The Champagne house handed Federer a magnum-sized bottle wrapped in a leather band and filled with a Grand Vintage from 1998, one of 20 for sale starting next month; profits from the $20,000 bottles are to be donated to Federer’s foundation for educating underprivileged youth.
Arnault’s son Alexandre Arnault, who was catching up with his sister Delphine Arnault, remembered a tennis match with Federer and his father.
“He and Roger played against my brother and me — and we managed to score a few points. In the beginning it was a bit intimidating, but Roger — he’s accommodating,” recalled the towering youth.
“The whole family plays tennis,” he added.
Virgil Abloh said he is also a tennis player.

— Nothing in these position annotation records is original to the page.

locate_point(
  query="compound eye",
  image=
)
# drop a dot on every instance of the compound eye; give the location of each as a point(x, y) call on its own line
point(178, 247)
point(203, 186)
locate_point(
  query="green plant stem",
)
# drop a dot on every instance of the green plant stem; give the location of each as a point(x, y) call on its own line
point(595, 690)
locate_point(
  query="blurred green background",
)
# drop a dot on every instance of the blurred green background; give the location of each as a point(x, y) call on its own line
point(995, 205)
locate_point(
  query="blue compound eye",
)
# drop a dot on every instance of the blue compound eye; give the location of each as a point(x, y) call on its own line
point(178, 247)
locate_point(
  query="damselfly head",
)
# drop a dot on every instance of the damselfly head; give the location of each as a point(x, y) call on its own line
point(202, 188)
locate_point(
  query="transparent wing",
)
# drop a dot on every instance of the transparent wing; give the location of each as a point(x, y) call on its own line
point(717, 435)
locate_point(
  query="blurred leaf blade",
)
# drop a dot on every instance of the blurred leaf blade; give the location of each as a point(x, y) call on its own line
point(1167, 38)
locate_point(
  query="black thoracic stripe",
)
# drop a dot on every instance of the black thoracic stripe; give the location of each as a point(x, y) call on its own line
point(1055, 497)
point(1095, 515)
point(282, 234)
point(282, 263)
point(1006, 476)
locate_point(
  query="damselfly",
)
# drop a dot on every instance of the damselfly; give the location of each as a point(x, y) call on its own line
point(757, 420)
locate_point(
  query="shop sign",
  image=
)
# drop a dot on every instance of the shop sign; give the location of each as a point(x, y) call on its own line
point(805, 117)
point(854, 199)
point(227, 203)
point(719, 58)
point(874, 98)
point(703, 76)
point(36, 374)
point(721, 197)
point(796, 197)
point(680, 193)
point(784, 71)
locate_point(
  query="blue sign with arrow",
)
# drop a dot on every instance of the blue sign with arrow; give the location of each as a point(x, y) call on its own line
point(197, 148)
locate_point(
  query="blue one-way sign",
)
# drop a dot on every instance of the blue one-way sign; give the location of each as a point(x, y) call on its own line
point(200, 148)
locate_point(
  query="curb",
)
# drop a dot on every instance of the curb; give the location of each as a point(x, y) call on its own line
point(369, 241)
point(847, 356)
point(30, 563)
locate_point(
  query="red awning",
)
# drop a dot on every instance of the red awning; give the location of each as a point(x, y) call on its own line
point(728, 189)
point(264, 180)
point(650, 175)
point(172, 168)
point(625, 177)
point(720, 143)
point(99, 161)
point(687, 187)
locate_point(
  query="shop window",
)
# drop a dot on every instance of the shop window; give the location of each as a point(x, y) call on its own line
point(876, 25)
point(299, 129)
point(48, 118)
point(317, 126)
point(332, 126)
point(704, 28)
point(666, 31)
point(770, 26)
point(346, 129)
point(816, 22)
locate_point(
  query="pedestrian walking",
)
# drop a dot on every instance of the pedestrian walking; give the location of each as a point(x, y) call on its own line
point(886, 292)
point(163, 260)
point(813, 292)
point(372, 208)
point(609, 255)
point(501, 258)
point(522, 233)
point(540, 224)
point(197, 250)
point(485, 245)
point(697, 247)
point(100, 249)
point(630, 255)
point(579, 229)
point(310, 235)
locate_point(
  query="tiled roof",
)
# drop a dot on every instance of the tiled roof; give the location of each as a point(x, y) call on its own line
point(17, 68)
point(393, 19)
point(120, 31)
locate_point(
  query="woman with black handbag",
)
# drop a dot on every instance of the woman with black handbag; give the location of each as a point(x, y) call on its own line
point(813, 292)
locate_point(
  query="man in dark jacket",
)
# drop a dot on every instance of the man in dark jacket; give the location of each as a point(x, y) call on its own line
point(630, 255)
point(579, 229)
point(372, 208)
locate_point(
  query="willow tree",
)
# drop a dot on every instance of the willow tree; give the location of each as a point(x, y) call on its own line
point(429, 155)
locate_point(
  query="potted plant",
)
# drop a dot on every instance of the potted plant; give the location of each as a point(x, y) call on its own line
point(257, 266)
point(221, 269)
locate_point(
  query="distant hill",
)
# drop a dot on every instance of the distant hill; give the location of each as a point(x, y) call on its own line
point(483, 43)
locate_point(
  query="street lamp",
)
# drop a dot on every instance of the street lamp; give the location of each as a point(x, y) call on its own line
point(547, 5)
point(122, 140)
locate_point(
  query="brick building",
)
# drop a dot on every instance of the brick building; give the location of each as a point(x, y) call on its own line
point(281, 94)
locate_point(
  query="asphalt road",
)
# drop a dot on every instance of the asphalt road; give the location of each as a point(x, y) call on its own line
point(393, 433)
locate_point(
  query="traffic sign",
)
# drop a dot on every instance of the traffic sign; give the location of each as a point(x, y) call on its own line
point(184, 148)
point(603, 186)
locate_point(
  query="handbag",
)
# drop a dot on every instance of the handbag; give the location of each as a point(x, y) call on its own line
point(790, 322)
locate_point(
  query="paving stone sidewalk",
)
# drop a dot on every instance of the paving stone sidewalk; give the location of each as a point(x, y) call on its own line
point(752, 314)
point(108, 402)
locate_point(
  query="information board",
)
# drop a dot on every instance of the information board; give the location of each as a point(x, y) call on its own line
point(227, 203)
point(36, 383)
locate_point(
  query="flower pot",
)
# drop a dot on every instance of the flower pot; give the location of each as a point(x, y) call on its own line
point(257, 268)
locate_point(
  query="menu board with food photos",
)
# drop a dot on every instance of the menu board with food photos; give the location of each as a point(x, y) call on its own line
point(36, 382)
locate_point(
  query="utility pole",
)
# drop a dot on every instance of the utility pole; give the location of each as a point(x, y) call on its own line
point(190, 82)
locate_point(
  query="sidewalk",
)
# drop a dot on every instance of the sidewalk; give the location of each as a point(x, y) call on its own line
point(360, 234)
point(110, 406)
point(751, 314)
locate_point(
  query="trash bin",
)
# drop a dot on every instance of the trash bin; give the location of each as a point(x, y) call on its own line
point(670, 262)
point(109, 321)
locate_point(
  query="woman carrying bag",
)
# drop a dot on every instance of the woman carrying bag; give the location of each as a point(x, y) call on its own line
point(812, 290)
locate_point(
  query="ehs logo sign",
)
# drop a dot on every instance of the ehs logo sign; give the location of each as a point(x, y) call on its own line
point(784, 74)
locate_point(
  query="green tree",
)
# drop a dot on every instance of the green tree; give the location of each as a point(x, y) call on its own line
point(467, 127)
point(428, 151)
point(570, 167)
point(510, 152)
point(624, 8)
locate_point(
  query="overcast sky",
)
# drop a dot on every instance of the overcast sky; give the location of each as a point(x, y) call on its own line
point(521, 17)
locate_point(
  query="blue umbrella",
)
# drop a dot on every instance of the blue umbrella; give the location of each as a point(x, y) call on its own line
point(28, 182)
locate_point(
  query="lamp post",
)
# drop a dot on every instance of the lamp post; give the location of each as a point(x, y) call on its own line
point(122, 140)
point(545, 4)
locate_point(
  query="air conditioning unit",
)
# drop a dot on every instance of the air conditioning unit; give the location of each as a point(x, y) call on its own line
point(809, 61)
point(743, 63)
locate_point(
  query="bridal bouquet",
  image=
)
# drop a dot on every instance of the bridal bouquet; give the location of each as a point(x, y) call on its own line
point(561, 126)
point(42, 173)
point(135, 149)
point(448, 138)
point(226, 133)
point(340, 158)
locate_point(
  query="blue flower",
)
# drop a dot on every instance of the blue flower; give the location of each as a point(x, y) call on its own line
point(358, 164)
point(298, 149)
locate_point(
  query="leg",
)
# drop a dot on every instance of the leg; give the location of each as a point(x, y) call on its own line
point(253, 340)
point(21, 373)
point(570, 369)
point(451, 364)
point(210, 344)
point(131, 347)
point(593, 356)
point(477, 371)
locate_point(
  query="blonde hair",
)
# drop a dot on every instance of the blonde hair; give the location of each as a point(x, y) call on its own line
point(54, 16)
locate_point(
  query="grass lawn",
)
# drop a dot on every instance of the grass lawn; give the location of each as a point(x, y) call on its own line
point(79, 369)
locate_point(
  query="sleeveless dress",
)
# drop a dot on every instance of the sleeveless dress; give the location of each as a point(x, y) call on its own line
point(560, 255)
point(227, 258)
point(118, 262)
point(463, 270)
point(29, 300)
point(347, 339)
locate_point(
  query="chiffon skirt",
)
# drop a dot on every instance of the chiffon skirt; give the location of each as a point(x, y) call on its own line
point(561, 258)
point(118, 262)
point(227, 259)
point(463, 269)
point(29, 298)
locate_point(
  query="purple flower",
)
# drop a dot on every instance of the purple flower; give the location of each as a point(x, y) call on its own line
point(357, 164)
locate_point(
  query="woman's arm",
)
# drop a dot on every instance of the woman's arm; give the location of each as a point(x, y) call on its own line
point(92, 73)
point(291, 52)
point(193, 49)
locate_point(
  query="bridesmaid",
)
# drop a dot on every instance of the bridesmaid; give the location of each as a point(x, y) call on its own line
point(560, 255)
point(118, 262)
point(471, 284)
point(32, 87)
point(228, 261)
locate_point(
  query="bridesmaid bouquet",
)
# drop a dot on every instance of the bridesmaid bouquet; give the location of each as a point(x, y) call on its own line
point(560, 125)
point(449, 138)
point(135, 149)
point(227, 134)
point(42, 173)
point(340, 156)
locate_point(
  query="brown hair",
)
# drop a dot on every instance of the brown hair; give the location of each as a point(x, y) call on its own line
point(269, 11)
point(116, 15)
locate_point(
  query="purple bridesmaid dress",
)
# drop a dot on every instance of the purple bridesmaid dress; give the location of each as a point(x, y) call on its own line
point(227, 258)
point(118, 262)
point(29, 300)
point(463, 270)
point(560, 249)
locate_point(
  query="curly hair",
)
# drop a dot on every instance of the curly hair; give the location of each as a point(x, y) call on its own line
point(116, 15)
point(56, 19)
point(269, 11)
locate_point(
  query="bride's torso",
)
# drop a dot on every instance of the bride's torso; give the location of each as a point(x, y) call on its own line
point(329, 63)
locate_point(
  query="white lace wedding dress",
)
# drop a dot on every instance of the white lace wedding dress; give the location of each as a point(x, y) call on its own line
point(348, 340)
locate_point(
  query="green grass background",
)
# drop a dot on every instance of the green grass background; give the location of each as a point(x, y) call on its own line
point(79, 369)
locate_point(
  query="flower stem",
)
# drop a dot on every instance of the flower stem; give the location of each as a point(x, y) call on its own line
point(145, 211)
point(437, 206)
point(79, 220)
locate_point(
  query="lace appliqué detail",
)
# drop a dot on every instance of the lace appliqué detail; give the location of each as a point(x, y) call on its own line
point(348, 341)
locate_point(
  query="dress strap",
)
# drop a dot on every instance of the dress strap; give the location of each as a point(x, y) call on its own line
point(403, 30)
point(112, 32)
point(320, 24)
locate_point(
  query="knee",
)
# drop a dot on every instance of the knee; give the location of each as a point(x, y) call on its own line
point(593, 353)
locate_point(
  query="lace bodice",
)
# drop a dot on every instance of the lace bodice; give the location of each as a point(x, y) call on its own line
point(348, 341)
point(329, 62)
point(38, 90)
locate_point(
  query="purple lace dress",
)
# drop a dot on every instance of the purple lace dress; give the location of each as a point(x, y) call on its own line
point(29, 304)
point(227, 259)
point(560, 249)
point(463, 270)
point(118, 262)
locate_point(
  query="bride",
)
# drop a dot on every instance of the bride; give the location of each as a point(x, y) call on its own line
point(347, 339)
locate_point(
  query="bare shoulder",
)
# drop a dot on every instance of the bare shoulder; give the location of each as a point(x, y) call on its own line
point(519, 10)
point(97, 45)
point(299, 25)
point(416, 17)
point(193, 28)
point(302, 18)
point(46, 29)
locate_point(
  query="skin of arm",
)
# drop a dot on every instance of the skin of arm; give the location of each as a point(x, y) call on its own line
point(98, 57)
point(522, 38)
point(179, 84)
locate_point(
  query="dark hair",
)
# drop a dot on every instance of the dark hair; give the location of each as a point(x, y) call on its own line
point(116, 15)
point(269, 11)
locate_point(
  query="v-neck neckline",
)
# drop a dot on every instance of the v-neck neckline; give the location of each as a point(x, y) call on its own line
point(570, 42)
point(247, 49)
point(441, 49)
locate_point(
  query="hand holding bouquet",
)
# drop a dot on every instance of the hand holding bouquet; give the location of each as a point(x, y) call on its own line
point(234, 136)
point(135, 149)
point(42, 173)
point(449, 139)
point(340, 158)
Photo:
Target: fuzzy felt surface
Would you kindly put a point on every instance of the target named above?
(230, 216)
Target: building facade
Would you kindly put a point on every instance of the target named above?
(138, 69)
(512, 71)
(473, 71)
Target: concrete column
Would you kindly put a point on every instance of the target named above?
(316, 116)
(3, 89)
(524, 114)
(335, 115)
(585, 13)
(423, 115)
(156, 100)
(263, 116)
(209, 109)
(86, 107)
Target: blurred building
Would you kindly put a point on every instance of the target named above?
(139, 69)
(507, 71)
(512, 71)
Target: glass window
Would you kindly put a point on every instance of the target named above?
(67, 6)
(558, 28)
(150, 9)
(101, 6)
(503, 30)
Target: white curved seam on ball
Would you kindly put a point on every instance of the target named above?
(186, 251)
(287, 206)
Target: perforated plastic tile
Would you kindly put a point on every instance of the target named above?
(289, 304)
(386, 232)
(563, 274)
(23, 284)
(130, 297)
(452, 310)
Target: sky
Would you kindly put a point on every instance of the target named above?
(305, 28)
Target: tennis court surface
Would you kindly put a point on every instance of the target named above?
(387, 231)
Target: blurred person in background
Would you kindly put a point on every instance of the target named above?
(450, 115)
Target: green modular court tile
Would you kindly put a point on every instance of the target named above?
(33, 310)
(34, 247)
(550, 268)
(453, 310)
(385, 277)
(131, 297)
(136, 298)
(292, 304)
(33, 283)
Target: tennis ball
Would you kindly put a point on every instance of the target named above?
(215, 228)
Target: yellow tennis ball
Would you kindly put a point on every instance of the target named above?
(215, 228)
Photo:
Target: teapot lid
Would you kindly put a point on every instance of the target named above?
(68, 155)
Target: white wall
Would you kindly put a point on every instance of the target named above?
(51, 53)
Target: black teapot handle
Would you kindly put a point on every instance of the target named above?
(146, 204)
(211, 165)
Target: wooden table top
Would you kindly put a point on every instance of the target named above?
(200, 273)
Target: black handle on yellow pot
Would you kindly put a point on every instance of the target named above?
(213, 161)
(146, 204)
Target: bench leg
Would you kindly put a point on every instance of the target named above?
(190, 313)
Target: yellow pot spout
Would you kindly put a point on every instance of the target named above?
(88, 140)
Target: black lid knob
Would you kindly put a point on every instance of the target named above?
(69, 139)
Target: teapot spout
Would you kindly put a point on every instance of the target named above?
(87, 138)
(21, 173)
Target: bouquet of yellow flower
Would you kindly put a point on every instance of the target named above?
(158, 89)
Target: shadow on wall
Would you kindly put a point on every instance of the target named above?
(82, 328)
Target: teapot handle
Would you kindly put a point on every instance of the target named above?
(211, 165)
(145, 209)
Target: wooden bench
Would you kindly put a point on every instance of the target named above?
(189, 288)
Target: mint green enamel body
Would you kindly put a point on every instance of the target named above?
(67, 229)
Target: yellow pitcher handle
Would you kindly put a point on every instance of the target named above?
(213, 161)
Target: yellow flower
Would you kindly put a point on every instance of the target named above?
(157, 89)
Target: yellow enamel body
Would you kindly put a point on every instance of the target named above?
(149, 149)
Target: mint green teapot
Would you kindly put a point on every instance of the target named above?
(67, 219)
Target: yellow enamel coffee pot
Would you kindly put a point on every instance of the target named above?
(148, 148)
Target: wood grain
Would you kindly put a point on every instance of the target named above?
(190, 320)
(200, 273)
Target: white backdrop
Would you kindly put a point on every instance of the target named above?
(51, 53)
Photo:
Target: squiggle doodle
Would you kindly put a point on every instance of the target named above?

“It’s one of my favorite sports, I’ve been playing for a while, the past couple years,” he said, matter-of-factly.
Rugby man Dan Carter professed a preference for cricket, which he used to play in summers in New Zealand. But the sport is not very well known in France, he noted ruefully. The former All Blacks star currently plays for the French team Racing 92 on the outskirts of Paris.
“When you play sport at the highest level, you often look at other sports and sports people — Roger Federer is one of the sports people you look up to,” he said, before sidling over to the tennis man for a chat once the flurry of selfies with Federer had begun to subside, late into the evening.